Saturday, September 10, 2005

Distemper and the death of the american dog

I was sure I'd blogged on this years ago, but I can't find anything. Odd. (Update 7/11/13 - it was 11/2004)

The point of this blog is to discuss the possibility that distemper wiped out the native american dog as it's doing in the african dog. First the back-story. This article is a good place to start:
Humans Brought Domesticated Dogs to New World More Than 12,000 Years Ago, UCLA Biologists, Colleagues Report

... these data suggest Native American dogs have not genetically contributed to modern dog breeds,' Wayne said. 'DNA sequences from hundreds of dogs from dozens of modern breeds from throughout the world do not show traces of American ancestry. Native dogs may still have living descendants in some unsampled New World population, but their absence for a large sample of modern dogs reinforces the dramatic impact that the arrival of Europeans had on native cultures.
This UCLA article focuses on research showing early Americans traveled with dogs into the new world over 12K years ago, but it also mentiones that native American dogs died out shortly after the Euro invasion.

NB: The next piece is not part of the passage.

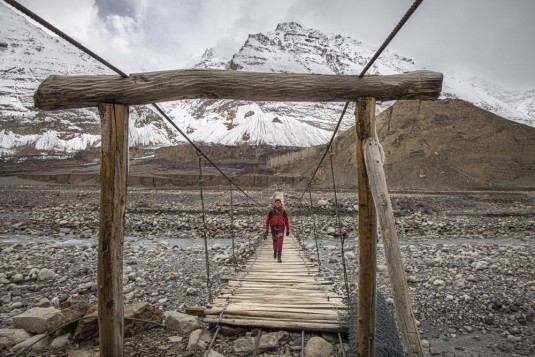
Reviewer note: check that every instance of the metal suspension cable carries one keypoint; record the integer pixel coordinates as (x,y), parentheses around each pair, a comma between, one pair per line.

Why do the Native dogs disappear? I don't buy the explanation of selective breeding. Dogs ain't picky and I can't believe early American practiced rigorous canine birth control. It had to be the canine equivalent of smallpox -- a disease that was nasty and prevalent in the crowded swamp of industrial europe but was lethal in the healthy empty world of the americas. But what disease?

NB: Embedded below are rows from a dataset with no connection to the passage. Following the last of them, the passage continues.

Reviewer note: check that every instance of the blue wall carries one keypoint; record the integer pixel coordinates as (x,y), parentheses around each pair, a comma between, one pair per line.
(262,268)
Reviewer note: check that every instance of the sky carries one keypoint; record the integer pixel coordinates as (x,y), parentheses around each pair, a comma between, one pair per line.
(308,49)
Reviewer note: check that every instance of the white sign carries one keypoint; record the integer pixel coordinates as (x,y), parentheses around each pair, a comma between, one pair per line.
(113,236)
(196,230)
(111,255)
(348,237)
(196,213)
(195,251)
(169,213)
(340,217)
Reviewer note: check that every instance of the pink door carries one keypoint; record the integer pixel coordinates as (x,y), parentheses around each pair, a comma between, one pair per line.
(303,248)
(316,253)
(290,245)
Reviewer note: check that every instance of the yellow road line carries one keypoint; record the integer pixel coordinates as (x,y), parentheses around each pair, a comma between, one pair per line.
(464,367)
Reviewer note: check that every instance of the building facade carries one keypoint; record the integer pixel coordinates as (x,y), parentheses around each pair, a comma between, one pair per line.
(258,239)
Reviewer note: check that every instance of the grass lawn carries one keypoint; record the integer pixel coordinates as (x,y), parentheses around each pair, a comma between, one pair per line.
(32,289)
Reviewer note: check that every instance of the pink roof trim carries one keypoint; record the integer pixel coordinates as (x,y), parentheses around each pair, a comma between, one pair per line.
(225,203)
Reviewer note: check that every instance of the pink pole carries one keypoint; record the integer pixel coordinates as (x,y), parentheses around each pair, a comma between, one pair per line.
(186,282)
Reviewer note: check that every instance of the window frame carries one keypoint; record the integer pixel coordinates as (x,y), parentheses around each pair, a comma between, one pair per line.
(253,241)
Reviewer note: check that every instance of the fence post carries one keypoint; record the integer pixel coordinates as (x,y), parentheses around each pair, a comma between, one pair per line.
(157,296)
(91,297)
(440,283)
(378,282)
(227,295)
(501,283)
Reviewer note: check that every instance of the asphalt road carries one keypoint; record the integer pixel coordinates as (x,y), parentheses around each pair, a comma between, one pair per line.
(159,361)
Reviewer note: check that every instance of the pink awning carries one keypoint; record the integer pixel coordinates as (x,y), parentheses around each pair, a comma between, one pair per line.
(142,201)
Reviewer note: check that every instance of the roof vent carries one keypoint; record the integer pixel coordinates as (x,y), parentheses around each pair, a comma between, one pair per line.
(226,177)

I'd guess distemper. Recently I read that wild African dogs are now dying of epidemic distemper. Seems to fit. The Euros carried viruses that killed many of the native americans, it's not surprising that their dogs would have done the same thing.

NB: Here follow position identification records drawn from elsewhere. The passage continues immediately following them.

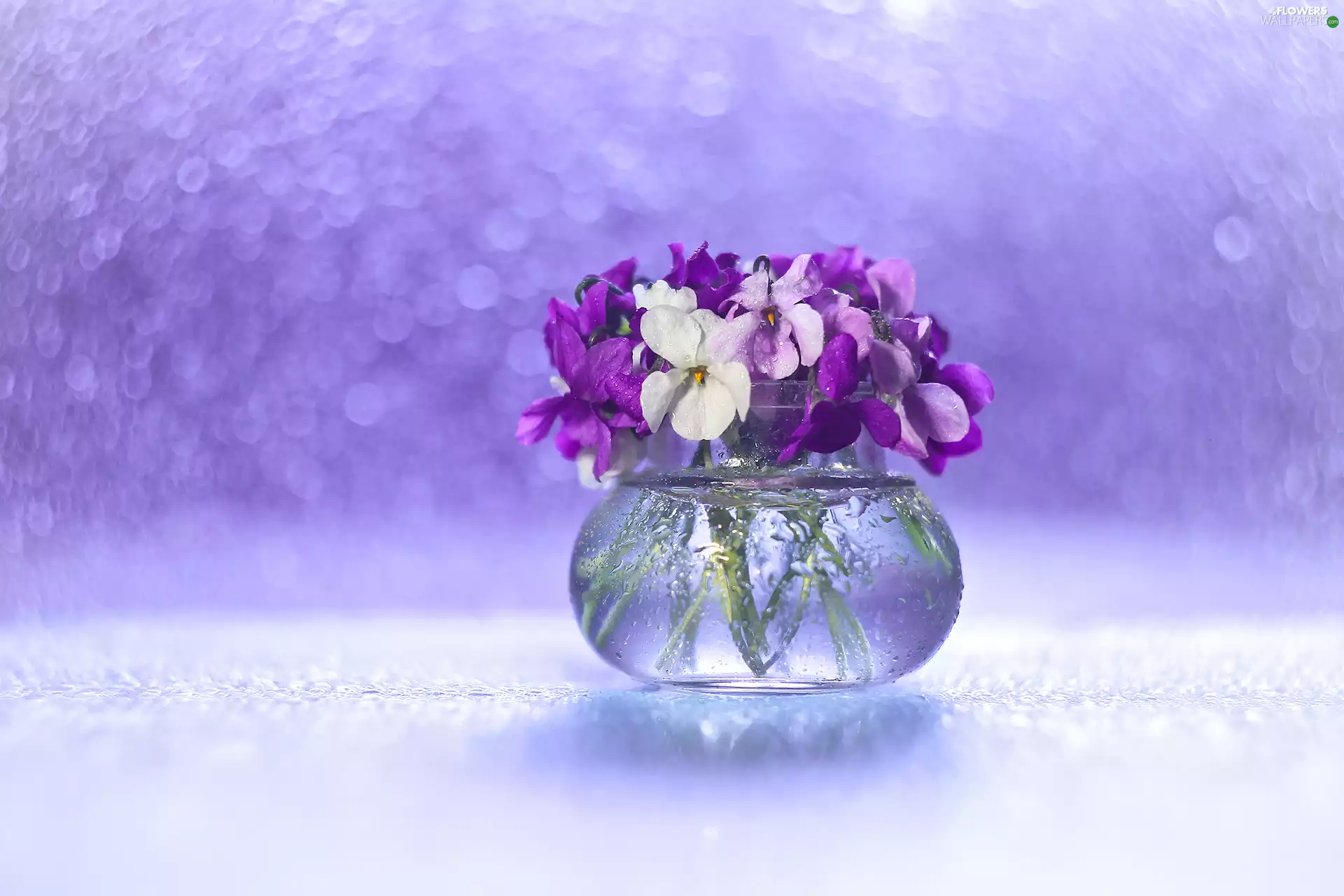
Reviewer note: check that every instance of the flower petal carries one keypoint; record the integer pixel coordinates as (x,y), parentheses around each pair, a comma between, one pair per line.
(913,332)
(662,293)
(892,280)
(834,428)
(911,438)
(537,421)
(755,293)
(939,339)
(808,331)
(714,298)
(883,424)
(702,270)
(600,365)
(974,441)
(672,335)
(838,368)
(569,351)
(773,352)
(738,382)
(704,410)
(971,383)
(802,281)
(729,342)
(625,388)
(944,414)
(676,277)
(656,396)
(894,367)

PS. Humans and dogs have coexisted for a long time, it is extremely likely that we have altered each other's evolution (symbiotes and parasites always alter each other's genome). BTW, I thought I'd blogged on my wild speculation that it was the domestication of dogs that allowed humans to develop technology and agriculture (geeks and women can domesticate dogs and use a powerful and loyal ally to defend themselves against thuggish alphas) -- but I can't find that either. Sigh. Aging brain.

Update 7/11/2013: Years after I wrote this I suspected it was wrong. After all, wolves weren't wiped out, and dogs and wolves interbreed. More recent studies show that the pre-Columbian dogs were not completely replaced. Their mortality may resemble that of pre-Columbian humans of the new world. I still wonder about the distemper/measles connection.